# My wife says "clean our carpets"!



## jjam (Dec 9, 2007)

She says she wants all stains removed from four bedrooms, hallway and stair case....really not many stains but she despises the task of removing even the smallest stain..

We even have our own steam cleaner we use regular but now she wants someone with a truck deep cleaning system she observes every now and then on our street..lol 

Help me make my wife happy and tell me who you use/recommend for deep carpet cleaning...
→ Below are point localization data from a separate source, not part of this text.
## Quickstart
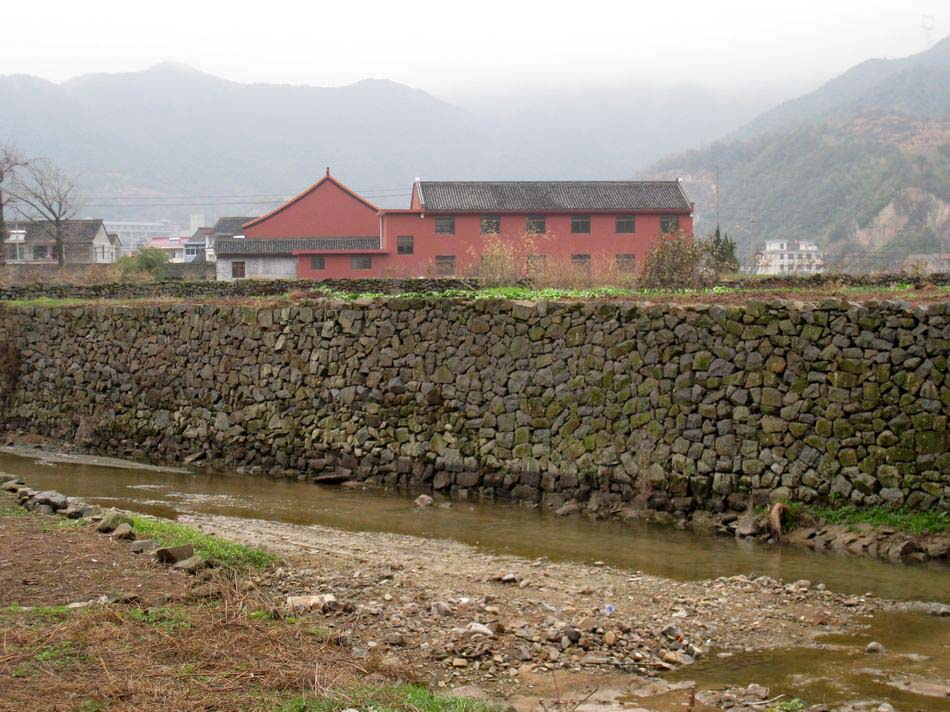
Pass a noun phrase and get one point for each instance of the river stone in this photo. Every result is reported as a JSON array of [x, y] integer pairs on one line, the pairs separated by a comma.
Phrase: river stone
[[110, 521], [191, 565], [174, 554], [52, 498], [304, 603], [469, 692], [143, 546], [123, 532]]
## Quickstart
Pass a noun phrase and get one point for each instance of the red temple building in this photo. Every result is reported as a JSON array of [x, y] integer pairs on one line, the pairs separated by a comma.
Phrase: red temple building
[[456, 228]]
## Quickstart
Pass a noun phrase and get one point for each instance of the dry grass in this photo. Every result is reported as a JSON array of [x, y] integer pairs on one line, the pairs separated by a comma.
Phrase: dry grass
[[212, 654], [78, 275], [172, 642]]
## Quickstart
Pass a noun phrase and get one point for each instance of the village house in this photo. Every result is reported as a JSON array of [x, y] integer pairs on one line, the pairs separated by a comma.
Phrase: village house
[[453, 228], [781, 257], [87, 242], [174, 247]]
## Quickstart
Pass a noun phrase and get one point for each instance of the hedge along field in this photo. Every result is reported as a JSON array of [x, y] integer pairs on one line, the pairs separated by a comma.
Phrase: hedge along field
[[678, 408]]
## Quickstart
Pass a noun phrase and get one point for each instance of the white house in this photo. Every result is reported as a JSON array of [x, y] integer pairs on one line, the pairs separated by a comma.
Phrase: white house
[[789, 257]]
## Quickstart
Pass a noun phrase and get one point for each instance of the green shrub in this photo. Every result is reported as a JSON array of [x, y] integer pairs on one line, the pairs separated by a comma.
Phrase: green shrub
[[148, 260], [677, 261]]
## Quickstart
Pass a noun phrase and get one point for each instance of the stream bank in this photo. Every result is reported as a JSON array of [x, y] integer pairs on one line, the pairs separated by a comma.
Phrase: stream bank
[[455, 614]]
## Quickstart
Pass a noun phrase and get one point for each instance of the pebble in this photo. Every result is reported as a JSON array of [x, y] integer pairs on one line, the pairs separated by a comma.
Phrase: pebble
[[440, 608]]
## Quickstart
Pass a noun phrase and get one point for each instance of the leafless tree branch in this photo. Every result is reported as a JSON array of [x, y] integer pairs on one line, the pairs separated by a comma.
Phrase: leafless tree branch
[[10, 160], [48, 198]]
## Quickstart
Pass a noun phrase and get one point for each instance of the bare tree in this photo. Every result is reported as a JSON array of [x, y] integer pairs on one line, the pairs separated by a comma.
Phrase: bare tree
[[10, 160], [48, 198]]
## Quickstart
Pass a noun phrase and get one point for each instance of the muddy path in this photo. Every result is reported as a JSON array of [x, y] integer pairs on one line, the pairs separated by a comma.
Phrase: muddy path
[[530, 630]]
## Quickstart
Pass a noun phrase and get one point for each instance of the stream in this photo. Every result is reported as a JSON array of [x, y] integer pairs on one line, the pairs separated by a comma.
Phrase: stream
[[917, 645]]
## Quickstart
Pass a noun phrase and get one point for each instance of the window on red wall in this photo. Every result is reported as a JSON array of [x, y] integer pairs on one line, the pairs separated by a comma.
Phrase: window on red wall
[[581, 264], [536, 225], [444, 224], [627, 263], [491, 224], [444, 265], [536, 265], [626, 224], [404, 245]]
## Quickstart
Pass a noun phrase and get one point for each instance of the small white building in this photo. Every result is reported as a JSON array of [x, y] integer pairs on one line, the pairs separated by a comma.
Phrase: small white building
[[174, 247], [782, 257], [135, 234], [86, 242]]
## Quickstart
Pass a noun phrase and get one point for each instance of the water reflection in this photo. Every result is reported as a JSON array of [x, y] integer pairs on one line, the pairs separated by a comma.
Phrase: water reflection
[[499, 528]]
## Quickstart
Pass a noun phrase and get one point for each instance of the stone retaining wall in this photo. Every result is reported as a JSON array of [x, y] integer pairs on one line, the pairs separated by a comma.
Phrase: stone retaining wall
[[675, 408]]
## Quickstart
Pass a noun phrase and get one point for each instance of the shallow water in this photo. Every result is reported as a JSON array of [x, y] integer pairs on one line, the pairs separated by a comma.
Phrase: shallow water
[[510, 529], [917, 650], [918, 646]]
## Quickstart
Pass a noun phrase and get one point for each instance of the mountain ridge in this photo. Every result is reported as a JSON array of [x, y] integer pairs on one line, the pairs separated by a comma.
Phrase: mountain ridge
[[866, 174]]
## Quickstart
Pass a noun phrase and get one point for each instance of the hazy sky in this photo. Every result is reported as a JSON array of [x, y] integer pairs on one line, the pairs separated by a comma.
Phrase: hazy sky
[[449, 47]]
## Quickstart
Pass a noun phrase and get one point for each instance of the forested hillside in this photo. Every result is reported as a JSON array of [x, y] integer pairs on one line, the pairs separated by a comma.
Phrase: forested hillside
[[862, 166]]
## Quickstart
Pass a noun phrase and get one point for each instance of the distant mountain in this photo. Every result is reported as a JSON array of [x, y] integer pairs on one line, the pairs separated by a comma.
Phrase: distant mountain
[[862, 165], [174, 131], [915, 85]]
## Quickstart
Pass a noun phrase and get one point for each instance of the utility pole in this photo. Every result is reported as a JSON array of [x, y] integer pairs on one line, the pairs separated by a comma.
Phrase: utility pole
[[9, 160], [718, 221]]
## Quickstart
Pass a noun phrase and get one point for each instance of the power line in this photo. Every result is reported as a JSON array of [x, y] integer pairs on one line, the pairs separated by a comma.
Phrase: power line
[[222, 203], [283, 195]]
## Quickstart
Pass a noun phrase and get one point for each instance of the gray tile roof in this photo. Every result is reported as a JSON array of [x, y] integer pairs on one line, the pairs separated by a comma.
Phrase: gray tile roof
[[287, 246], [78, 232], [545, 196], [230, 226]]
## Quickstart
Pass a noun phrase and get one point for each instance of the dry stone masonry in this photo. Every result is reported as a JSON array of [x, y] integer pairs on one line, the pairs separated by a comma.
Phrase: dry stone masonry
[[675, 408]]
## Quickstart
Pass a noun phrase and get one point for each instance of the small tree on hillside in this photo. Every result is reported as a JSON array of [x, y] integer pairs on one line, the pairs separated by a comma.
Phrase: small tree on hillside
[[722, 249], [48, 198], [676, 262]]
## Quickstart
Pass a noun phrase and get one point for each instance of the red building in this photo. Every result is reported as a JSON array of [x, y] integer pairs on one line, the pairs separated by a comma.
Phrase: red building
[[456, 228]]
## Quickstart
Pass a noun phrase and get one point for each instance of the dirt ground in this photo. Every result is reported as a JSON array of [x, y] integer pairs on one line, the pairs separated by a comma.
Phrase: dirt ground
[[537, 634], [170, 641], [415, 596]]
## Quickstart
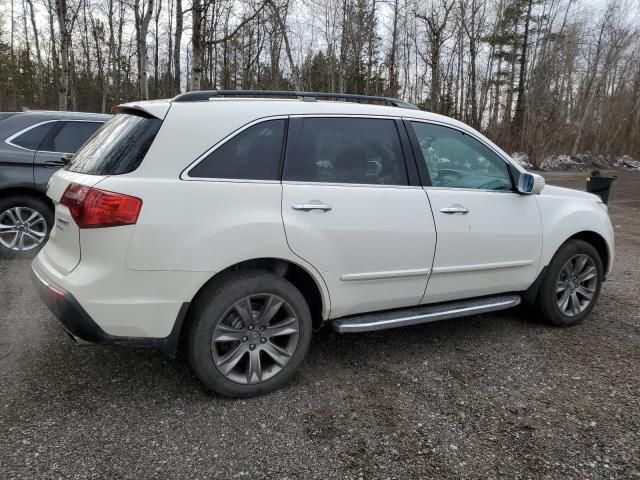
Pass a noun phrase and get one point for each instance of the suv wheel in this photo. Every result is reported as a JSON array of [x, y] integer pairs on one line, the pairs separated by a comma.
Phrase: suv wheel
[[249, 333], [572, 284], [25, 223]]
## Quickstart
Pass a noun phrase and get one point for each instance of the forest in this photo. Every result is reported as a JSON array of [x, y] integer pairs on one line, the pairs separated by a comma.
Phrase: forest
[[537, 76]]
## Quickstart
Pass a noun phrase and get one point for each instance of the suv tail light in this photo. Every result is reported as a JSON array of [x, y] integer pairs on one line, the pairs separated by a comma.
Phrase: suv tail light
[[94, 208]]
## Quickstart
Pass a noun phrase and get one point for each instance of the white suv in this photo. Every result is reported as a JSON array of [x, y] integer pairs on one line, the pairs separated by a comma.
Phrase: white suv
[[238, 222]]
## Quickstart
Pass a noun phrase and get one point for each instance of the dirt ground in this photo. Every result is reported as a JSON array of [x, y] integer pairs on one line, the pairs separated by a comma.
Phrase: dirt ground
[[492, 396]]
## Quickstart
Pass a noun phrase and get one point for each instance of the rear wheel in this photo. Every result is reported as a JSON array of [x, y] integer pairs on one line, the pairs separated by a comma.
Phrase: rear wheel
[[25, 223], [571, 285], [249, 333]]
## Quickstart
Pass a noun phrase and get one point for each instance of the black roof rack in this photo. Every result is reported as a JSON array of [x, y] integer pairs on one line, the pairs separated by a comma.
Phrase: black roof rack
[[204, 95]]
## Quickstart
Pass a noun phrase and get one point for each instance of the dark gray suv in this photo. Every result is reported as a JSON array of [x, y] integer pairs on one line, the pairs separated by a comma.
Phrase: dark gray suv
[[33, 145]]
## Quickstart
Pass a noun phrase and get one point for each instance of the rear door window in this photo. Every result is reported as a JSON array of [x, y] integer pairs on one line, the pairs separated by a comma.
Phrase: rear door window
[[70, 137], [118, 147], [348, 150], [32, 138], [252, 154]]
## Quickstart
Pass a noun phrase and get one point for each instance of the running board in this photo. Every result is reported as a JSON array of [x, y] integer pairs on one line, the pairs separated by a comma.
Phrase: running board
[[424, 314]]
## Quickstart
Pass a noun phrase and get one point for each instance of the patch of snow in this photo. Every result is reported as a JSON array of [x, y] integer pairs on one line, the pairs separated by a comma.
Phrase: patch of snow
[[522, 158], [588, 161]]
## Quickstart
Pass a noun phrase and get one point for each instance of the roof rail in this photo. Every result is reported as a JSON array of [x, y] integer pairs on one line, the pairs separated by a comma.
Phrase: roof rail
[[204, 95]]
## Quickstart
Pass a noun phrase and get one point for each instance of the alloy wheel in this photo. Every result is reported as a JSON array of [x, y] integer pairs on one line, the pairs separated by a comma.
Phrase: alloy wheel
[[22, 228], [576, 285], [255, 338]]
Thank you much in advanced...because when she is happy I get to go fishing...

Jimmy


----------



## jjam (Dec 9, 2007)

oh, i forgot to add I live in Gulf Breeze Midway by Wally World.

Jimmy


----------



## Telum Pisces (Sep 27, 2007)

The resident PFFcarpet cleaner is kelly1. Multiple members give him very good reviews.

http://www.fishthebridge.com/fishingforum/Topic346809-54-1.aspx


----------



## jjam (Dec 9, 2007)

Thanks Jon, I must have missed him in prior post...I'll try to look him up

Thanks again!

Jimmy


----------



## Corpsman (Oct 3, 2007)

He will do good work at a very fair price. I highly recommend him.


----------



## jjam (Dec 9, 2007)

> *Corpsman (7/7/2009)*He will do good work at a very fair price. I highly recommend him.


Thanks, I have contacted him and look forward to clean carpets and a happy life I mean wife.lol

Jimmy


----------



## Boat-Dude (Sep 24, 2011)

I used Pro Clean and they did a great job. I will use them again.

http://www.procleannotsomekid.com/


----------